PARSER EXPECTED: <argument declaration or close paren ) to end argument declarations>
Error in stanc(file = file, model_code = model_code, model_name = model_name,  : 
  failed to parse Stan model 'dirichlet_complex' due to the above error.

I haven’t tested you’ll have to debug a bit. That just means I swapped vector and y. Make it

 real multi_logistic_normal_cholesky_lpdf(array[] vector y, mu vector, matrix L

I gotta head out, see my update to the post that this may not actually work.

Gosh, I just kept thinking about this and it’s possibly a bit easier than I thought. Just softmax the multi_normal.
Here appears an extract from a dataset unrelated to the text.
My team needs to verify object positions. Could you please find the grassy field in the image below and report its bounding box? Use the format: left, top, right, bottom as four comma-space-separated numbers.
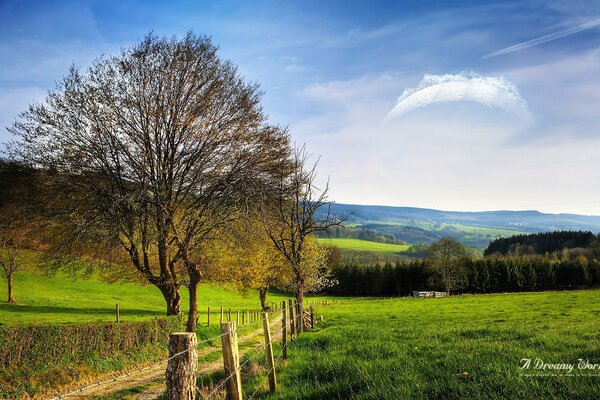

I get the following correlation

> row_corr <- matrix(out$summary("row_corr")$mean, 6, 6)
> row_corr
           [,1]       [,2]       [,3]       [,4]        [,5]        [,6]
[1,] 1.00000000 0.19018326 0.04584484 0.25498198  0.17800901  0.14520437
[2,] 0.19018326 1.00000000 0.04175253 0.14225909  0.01818469  0.19861080
[3,] 0.04584484 0.04175253 1.00000000 0.11565893  0.14527326  0.06202513
[4,] 0.25498198 0.14225909 0.11565893 1.00000000  0.12278280  0.09870329
[5,] 0.17800901 0.01818469 0.14527326 0.12278280  1.00000000 -0.01277196
[6,] 0.14520437 0.19861080 0.06202513 0.09870329 -0.01277196  1.00000000

the Stan code is

functions {
  matrix chol_kronecker_prod(matrix A, matrix B) {
  int m = rows(A);
  int p = rows(B);
  int N = m * p;
  matrix[N, N] C = rep_matrix(0., N, N);

  for (i in 1:m) {
    for (j in 1:i) {
      if (fabs(A[i, j]) > 1e-12) {
      int row_start = (i - 1) * p + 1;
      int row_end = (i - 1) * p + p;
      int col_start = (j - 1) * p + 1;
      int col_end = (j - 1) * p + p;
      C[row_start:row_end, col_start:col_end] = A[i, j] * B;
      }
    }
  }
  return C;
}
}
data {
	// Prior Parameters
   int<lower = 1> K; 		// COLS. for Dirichlet & txn mat
   int<lower = 1> N; 		// ROWS. for txn mat
        // Experimental Parameters
   int T[N, K]; 		// input RAW txn matrix, the data
 }
transformed data {
  matrix[K, K] L_cols = diag_matrix(rep_vector(1., K));
  vector[N * K] mu_zero = rep_vector(0., N * K);
}
parameters {
   cholesky_factor_corr[N] L_rows;
   array[1] vector[N * K] P_vec;
}
transformed parameters {
  array[N] simplex[K] P; 
  
  {
    int counter = 0;
    for (n in 1 : N) {
      P[n] = softmax(P_vec[1, counter + 1 : counter + K]);
      counter += K;
    }
  }
}
model {
  matrix[N * K, N * K] L = chol_kronecker_prod(L_cols, L_rows);
  
 L_rows ~ lkj_corr_cholesky(4);
 
  for(i in 1:N) 
    T[i] ~ multinomial(P[i]);        // likelihood
   
   P_vec ~ multi_normal_cholesky(mu_zero, L);
}
generated quantities {
  matrix[N, N] row_corr = multiply_lower_tri_self_transpose(L_rows);
}

Thank you for the effort. I suppose all of those functions and the cholesky decomposition are just for an efficient computation otherwise the model itself is simply putting an MVN prior on the elements of the matrix to capture their dependency via the covariance matrix and then normalizing them row wise using the softmax to get the multinomial probabilities. So after ftting the model and by using the posterior P vectors the likelihood of a new matrix (T_new) can be calculated as:

  for(i in 1:nrow(T_new)){
    
    x[i] = dmultinom(T_new[i, ], prob = P[i] , log= T)
  
  }

log_likelihood = sum(x)

Please correct me if I got something wrong.

I just had it all from messing around with the logit normal. It’s just more generalized. If you have reason to believe that both the rows and cols have a dependency structure you can use this, otherwise a regular mvn for either the rows or cols works.